Le Canard enchaîné avait révélé l'ouverture d'une enquête, par l'inspection des Finances, sur l'accord de coopération conclu - puis suspendu - entre EDF et l'électricien chinois CGNPC en 2011. Cette enquête aurait, selon un proche du dossier, été demandée lors de la réunion du Conseil de politique nucléaire fin septembre 2012. Mais l'information a jeté la suspicion à la fois sur les transferts de technologie qu'EDF serait prêt à consentir à son partenaire chinois et sur le mauvais coup éventuellement joué à Areva - en 2011, les relations entre les deux groupes et leurs dirigeants respectifs, Henri Proglio et Anne Lauvergeon, étaient exécrables.
«Péché d'orgueil»:
L'État semblait initialement à la manœuvre dans cette affaire, laissant ainsi à penser que les jours d'Henri Proglio à la tête d'EDF étaient comptés. Mais aujourd'hui, l'heure semble davantage à l'apaisement.En attendant le résultat des enquêtes en cours, mardi à Pékin, le ministre s'est surtout employé à rassurer ses interlocuteurs chinois, les assurant de sa «confiance».Jean-Marie Le Guen, le député PS qui préside le groupe d'amitié France-Chine à l'Assemblée nationale, s'inquiète d'ailleurs des conséquences de cette «polémique franco-française, irresponsable et déplacée» qui «caricature» les partenaires chinois de la France. «Nous devons nous donner les moyens d'être présents sur le marché chinois, ce qui signifie que nous devons accepter d'y passer des accords industriels. Ce serait un péché d'orgueil que de penser, comme le laisse croire le discours de quelques hauts fonctionnaires, que nous sommes incontournables. Cette attitude, fermée à la réalité du monde, est assez désespérante», déclare Jean-Marie Le Guen au Figaro. Et d'ajouter: «On ne peut pas à la fois prôner le redressement industriel du pays et se fermer les portes de l'exportation!»

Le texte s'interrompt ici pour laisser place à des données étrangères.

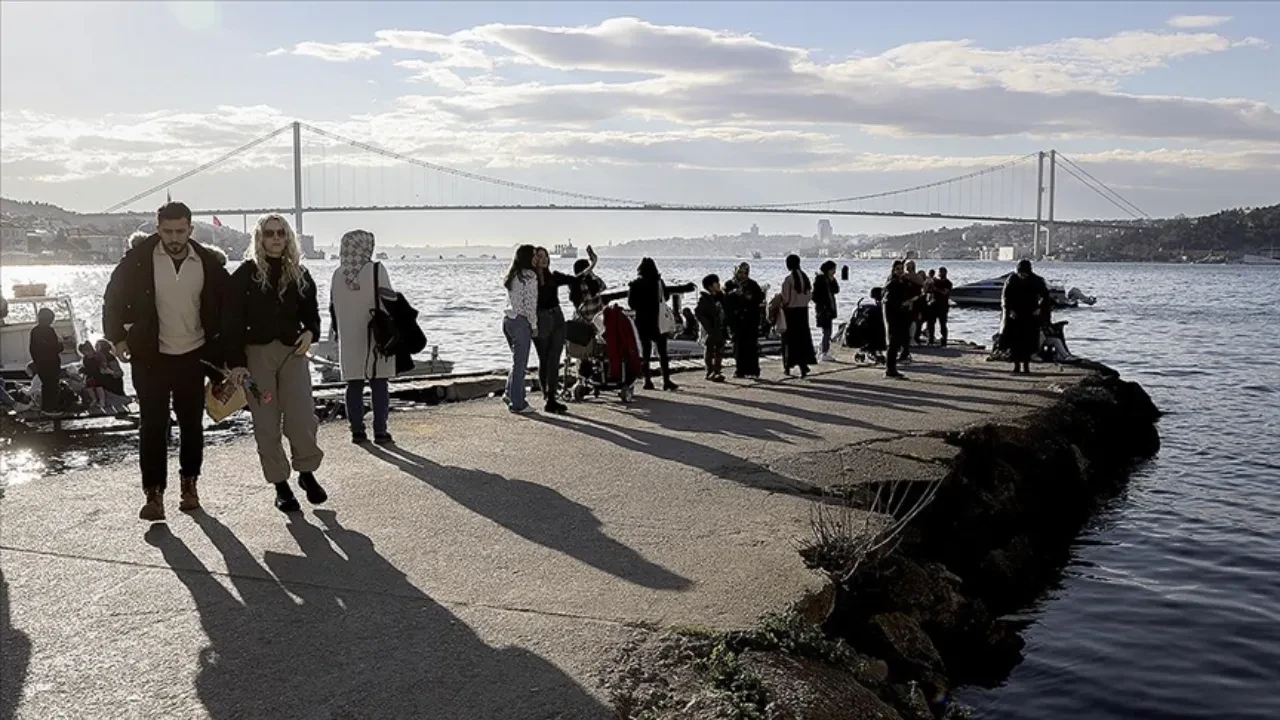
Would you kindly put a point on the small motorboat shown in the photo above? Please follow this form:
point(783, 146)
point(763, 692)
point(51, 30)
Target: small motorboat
point(324, 355)
point(986, 294)
point(16, 328)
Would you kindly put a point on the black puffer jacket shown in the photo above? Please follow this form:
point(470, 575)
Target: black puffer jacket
point(131, 300)
point(257, 315)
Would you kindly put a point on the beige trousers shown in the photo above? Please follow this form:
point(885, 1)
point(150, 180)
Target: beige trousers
point(288, 378)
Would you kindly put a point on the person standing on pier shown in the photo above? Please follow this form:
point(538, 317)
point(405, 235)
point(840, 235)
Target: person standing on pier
point(520, 323)
point(46, 355)
point(798, 338)
point(941, 305)
point(360, 286)
point(824, 288)
point(1023, 300)
point(270, 317)
point(647, 295)
point(161, 313)
point(549, 341)
point(745, 302)
point(897, 300)
point(712, 318)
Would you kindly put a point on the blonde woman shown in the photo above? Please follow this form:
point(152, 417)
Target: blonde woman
point(270, 317)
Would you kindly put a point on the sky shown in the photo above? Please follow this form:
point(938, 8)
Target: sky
point(1174, 105)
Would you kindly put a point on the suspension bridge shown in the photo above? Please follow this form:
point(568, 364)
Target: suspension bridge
point(1004, 192)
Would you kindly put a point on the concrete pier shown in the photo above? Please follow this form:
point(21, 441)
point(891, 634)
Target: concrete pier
point(485, 566)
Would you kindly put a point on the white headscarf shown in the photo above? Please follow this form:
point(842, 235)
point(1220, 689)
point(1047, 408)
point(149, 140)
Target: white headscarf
point(357, 251)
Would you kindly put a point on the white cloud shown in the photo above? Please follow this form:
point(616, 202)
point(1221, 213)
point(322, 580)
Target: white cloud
point(452, 50)
point(634, 45)
point(337, 51)
point(1197, 21)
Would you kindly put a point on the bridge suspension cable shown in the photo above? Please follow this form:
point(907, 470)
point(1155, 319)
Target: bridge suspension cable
point(905, 190)
point(1110, 195)
point(466, 174)
point(200, 169)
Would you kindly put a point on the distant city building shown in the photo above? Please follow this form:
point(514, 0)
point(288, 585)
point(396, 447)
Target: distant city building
point(824, 231)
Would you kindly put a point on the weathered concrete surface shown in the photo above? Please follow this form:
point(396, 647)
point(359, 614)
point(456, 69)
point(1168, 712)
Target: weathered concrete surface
point(481, 568)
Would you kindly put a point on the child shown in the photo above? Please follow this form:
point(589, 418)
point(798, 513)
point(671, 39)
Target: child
point(711, 317)
point(91, 369)
point(46, 361)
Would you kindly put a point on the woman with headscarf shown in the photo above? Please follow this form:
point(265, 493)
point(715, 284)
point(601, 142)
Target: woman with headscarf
point(270, 317)
point(351, 300)
point(824, 290)
point(745, 301)
point(644, 296)
point(897, 300)
point(1024, 301)
point(796, 338)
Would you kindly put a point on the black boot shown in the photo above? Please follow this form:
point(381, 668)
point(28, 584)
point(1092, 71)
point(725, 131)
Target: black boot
point(315, 493)
point(284, 500)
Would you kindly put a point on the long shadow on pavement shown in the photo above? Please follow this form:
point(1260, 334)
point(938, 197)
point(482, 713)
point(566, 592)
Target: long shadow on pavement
point(681, 417)
point(14, 657)
point(334, 652)
point(538, 514)
point(799, 410)
point(676, 450)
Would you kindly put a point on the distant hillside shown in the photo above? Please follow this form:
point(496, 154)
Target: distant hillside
point(54, 218)
point(1229, 233)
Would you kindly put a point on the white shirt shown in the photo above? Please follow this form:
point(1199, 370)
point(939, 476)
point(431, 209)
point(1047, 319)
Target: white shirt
point(522, 299)
point(178, 301)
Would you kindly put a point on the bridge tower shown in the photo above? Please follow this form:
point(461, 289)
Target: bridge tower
point(297, 180)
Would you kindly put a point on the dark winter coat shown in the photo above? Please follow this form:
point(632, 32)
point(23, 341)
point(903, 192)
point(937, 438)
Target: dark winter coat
point(257, 315)
point(131, 300)
point(824, 297)
point(711, 315)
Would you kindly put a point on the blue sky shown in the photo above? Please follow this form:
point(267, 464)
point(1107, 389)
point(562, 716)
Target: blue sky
point(1174, 104)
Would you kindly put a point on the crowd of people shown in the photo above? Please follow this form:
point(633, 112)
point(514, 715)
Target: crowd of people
point(181, 319)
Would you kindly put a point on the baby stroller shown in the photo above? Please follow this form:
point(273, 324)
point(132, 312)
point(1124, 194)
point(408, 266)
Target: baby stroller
point(865, 332)
point(607, 361)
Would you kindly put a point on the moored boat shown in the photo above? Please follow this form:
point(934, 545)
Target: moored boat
point(16, 328)
point(986, 294)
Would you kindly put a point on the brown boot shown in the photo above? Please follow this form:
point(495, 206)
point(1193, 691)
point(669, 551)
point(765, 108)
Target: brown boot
point(154, 509)
point(190, 499)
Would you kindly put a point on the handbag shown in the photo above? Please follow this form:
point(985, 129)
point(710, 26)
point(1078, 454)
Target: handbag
point(223, 399)
point(383, 335)
point(666, 315)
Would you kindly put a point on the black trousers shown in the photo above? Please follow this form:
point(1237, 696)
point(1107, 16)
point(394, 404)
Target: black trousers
point(647, 343)
point(50, 388)
point(899, 340)
point(938, 318)
point(714, 358)
point(177, 379)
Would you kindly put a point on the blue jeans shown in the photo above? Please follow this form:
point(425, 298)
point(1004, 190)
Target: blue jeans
point(520, 337)
point(356, 405)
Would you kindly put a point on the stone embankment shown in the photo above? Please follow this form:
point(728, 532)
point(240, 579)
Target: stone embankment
point(612, 561)
point(919, 616)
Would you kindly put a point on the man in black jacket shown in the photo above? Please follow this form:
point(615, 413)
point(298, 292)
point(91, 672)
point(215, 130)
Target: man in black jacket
point(161, 313)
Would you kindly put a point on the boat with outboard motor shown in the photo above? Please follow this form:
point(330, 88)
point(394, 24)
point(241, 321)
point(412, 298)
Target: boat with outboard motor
point(986, 294)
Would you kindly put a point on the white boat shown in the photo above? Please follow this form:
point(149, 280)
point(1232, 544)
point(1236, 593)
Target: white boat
point(565, 251)
point(1258, 260)
point(986, 294)
point(324, 355)
point(16, 328)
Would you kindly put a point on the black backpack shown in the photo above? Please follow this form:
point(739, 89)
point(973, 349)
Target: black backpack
point(393, 335)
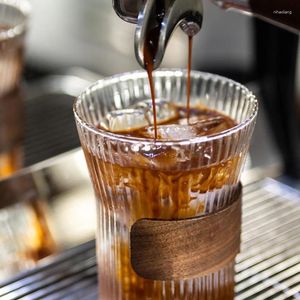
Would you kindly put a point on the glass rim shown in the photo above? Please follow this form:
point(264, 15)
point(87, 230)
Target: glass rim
point(150, 141)
point(22, 6)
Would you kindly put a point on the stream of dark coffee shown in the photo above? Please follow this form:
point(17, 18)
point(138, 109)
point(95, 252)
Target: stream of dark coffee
point(150, 50)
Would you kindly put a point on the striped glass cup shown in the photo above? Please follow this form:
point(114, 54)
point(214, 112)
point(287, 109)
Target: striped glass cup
point(137, 178)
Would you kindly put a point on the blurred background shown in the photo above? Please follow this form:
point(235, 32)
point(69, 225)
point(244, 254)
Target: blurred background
point(70, 44)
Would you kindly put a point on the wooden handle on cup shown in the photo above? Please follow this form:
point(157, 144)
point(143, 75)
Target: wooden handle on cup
point(188, 248)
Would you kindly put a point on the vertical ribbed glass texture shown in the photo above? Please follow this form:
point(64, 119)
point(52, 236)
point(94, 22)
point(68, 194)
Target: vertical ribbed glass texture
point(138, 178)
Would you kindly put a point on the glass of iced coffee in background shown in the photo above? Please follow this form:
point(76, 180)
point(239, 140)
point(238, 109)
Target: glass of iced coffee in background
point(13, 23)
point(192, 169)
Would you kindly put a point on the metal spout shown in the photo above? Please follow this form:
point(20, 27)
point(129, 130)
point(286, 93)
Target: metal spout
point(186, 13)
point(159, 18)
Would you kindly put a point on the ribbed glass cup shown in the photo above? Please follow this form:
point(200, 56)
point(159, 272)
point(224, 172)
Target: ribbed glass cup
point(13, 22)
point(137, 178)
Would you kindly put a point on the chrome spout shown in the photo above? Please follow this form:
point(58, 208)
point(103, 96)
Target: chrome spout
point(187, 14)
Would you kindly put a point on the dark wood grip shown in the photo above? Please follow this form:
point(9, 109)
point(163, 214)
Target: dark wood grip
point(184, 249)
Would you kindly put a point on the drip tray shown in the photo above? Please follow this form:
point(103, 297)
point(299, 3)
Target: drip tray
point(268, 266)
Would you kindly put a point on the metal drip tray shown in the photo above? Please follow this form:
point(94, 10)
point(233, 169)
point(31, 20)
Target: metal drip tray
point(268, 266)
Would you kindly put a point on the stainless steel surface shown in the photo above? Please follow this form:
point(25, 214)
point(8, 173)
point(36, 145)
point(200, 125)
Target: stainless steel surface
point(268, 266)
point(186, 13)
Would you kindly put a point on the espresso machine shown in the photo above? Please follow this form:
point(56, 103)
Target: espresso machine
point(275, 54)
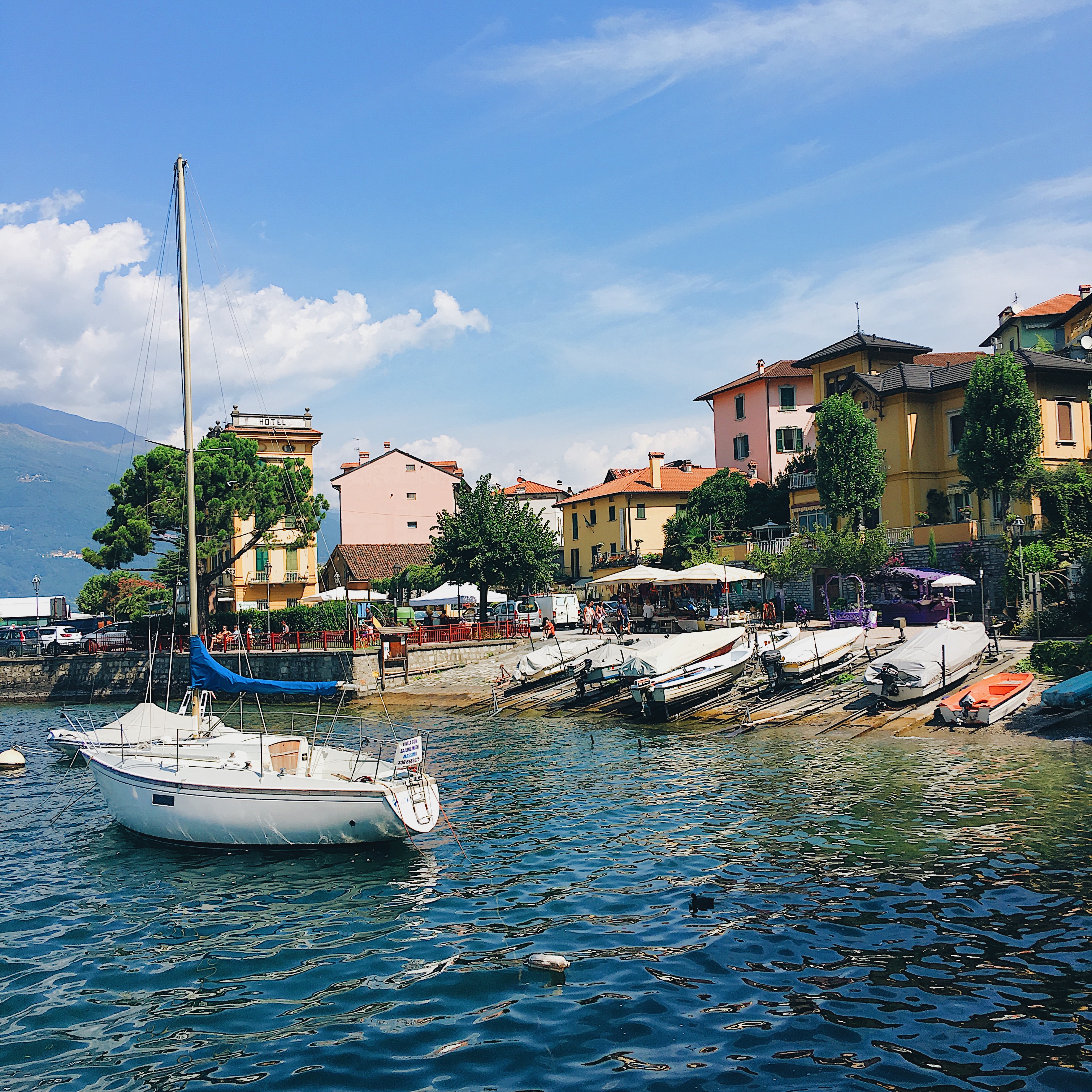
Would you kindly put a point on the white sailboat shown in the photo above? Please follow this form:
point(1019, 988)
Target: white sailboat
point(226, 788)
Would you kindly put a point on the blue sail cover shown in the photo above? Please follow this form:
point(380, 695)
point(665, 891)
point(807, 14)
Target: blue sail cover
point(206, 674)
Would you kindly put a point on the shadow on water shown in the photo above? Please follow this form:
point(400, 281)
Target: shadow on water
point(889, 914)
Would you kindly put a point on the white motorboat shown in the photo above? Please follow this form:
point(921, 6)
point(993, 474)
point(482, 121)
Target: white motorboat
point(604, 664)
point(268, 791)
point(930, 661)
point(819, 649)
point(680, 651)
point(707, 676)
point(553, 658)
point(144, 725)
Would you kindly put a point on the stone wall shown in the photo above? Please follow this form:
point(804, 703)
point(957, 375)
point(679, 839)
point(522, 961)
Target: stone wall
point(125, 674)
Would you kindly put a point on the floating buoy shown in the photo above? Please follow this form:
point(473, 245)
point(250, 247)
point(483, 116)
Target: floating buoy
point(11, 759)
point(545, 961)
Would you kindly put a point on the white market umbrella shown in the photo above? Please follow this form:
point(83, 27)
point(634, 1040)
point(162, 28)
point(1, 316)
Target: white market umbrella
point(639, 575)
point(708, 573)
point(452, 594)
point(954, 580)
point(340, 593)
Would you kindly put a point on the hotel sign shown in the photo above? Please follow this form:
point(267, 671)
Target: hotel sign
point(271, 421)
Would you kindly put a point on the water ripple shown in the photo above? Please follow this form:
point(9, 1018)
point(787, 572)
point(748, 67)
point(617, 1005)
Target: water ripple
point(890, 914)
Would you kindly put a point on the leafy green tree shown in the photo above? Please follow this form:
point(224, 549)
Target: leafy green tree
point(850, 469)
point(798, 559)
point(493, 541)
point(123, 594)
point(849, 553)
point(149, 509)
point(1002, 426)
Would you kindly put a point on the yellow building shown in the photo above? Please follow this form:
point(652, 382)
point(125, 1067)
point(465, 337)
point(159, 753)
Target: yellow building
point(278, 574)
point(605, 526)
point(915, 397)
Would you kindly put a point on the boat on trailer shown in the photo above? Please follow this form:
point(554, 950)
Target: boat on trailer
point(819, 649)
point(931, 661)
point(989, 700)
point(707, 677)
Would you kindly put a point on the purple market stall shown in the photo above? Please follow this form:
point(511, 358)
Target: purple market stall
point(909, 594)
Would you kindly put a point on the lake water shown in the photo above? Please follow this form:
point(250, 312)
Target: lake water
point(888, 914)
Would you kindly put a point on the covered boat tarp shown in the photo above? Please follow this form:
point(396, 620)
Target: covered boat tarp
point(552, 658)
point(954, 646)
point(206, 674)
point(682, 650)
point(1073, 694)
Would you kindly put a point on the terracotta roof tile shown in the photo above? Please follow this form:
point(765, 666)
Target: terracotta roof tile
point(531, 489)
point(1056, 305)
point(776, 370)
point(381, 560)
point(672, 480)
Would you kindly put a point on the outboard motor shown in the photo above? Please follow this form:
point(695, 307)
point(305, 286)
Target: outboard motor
point(889, 684)
point(582, 677)
point(771, 664)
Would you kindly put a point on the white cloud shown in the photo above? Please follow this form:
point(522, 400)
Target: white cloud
point(636, 51)
point(75, 303)
point(589, 464)
point(46, 208)
point(1071, 188)
point(448, 447)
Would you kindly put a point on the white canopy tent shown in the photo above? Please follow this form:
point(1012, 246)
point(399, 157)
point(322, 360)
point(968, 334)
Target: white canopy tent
point(639, 575)
point(452, 594)
point(340, 594)
point(710, 574)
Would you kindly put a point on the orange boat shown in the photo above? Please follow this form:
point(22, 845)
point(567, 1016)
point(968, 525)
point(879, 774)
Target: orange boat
point(989, 700)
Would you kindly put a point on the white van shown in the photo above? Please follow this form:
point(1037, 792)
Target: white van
point(564, 608)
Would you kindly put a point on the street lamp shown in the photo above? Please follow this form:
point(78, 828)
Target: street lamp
point(269, 607)
point(1018, 529)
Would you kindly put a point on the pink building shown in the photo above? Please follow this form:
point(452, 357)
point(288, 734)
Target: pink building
point(394, 498)
point(760, 421)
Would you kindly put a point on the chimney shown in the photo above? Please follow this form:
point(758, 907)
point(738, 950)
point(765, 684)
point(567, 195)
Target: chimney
point(655, 461)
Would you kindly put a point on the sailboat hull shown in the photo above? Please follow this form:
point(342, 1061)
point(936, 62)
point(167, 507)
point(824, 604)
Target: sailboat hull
point(287, 816)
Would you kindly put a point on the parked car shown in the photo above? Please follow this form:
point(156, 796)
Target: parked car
point(522, 611)
point(115, 638)
point(563, 608)
point(19, 641)
point(57, 639)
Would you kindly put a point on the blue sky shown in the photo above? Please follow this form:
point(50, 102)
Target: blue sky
point(623, 207)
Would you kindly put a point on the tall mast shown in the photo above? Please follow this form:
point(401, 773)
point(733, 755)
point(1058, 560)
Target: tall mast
point(184, 307)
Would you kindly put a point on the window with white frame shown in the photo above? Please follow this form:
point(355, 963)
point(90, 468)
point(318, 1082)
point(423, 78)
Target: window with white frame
point(790, 439)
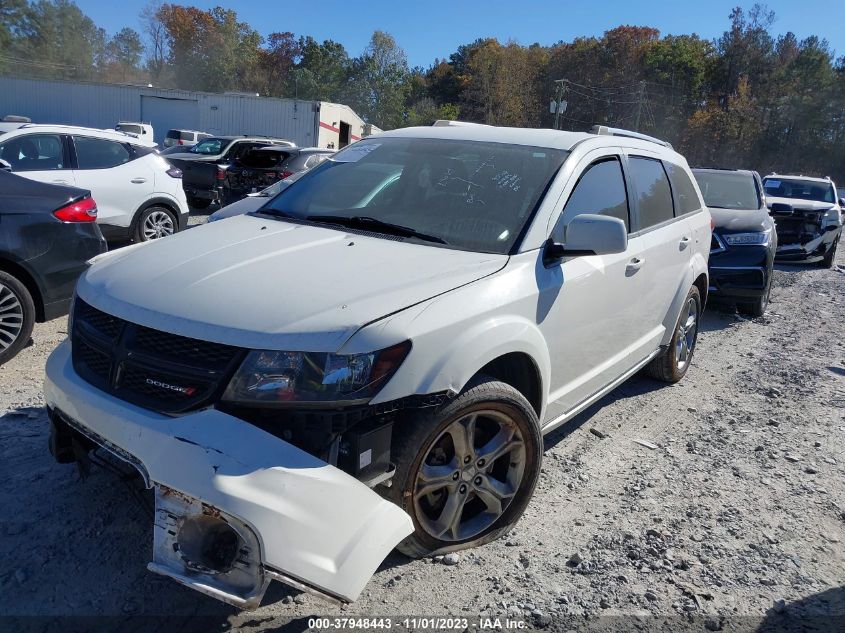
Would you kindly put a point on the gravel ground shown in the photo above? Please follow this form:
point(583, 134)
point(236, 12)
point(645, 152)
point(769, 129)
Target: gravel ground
point(734, 521)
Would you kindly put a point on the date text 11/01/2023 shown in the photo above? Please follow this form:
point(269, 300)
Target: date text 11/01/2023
point(426, 623)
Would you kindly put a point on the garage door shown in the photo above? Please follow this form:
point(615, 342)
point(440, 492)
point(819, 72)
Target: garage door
point(165, 114)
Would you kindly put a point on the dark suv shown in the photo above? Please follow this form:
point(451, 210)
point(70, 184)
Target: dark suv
point(744, 241)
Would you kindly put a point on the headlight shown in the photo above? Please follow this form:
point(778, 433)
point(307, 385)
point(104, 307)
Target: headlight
point(746, 239)
point(277, 379)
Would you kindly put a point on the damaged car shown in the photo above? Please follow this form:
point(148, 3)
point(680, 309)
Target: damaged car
point(742, 250)
point(808, 217)
point(370, 360)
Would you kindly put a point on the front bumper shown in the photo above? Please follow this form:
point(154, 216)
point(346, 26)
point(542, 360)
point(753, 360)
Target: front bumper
point(299, 520)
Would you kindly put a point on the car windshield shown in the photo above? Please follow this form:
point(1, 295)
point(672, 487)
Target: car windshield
point(801, 189)
point(210, 146)
point(728, 190)
point(469, 195)
point(263, 159)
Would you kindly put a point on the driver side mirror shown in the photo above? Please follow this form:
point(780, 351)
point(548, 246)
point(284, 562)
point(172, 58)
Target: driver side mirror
point(590, 234)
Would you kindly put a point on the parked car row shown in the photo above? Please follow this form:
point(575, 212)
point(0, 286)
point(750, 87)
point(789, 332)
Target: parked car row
point(438, 300)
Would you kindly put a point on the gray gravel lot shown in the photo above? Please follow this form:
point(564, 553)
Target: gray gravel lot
point(737, 518)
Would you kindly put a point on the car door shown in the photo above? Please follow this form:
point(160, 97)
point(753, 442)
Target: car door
point(39, 156)
point(591, 306)
point(668, 238)
point(118, 178)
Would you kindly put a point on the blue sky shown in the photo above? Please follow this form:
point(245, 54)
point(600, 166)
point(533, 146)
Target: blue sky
point(427, 30)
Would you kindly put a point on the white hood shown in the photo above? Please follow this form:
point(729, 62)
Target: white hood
point(268, 284)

Le député PS rejoint ainsi les inquiétudes exprimées chez EDF, dont la direction s'alarme d'une polémique jugée sans fondement. «L'État a toujours été informé des négociations avec les Chinois, en 2011, puis de nouveau en 2012 quand un accord, sensiblement similaire à celui de 2011, a été signé, cette fois avec Areva», affirme un proche de l'électricien.
«L'État français donne le sentiment de ne pas être capable de se contrôler lui-même», regrette pour sa part Jean-Marie Le Guen.